Qualcomm (QCOM): Double Trouble, Time For CEO To Go

August 11, 2007 by Douglas A. McIntyre

It was hard to imagine that things could get worse for Qualcomm (QCOM) but they have. The company announced strong earnings this month and guided higher, but all of the other news around the firm was bad.

The White House refused an appeal of the International Trade Commission’s decision to bar imports of handsets with Qualcomm’s technology because the chips inside violated some of Broadcom’s (BRCM) patents. Verizon (VZ) took a license directly from Broadcom so that it could get phones into the US.

Nokia (NOK), Qualcomm’s largest customer, moved some of its chip sourcing to ST Microelectronics. Nokia has been fighting with Qualcomm over license fees.

Yesterday, a federal judge doubled the damages due Broadcom on three patents that Qualcomm violated.

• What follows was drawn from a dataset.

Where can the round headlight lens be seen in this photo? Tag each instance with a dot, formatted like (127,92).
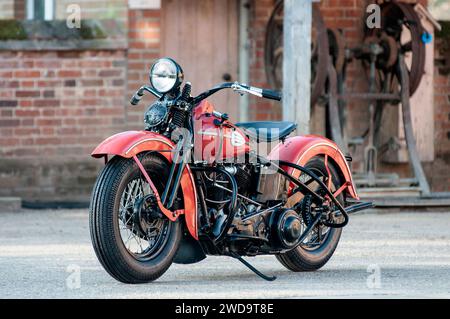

That would put the amount at about $40 million.

Qualcomm’s greed and its unwillingness to listen to either the courts or its customers has now cost the companies investors enough. Qualcomm’s share are down over 15% in the three months, and, if  legal and customer decisions keep running against the company, that will get worse.

The company needs new management and a fresh start. It is time for CEO Paul Jacobs, the son of the founder, to go.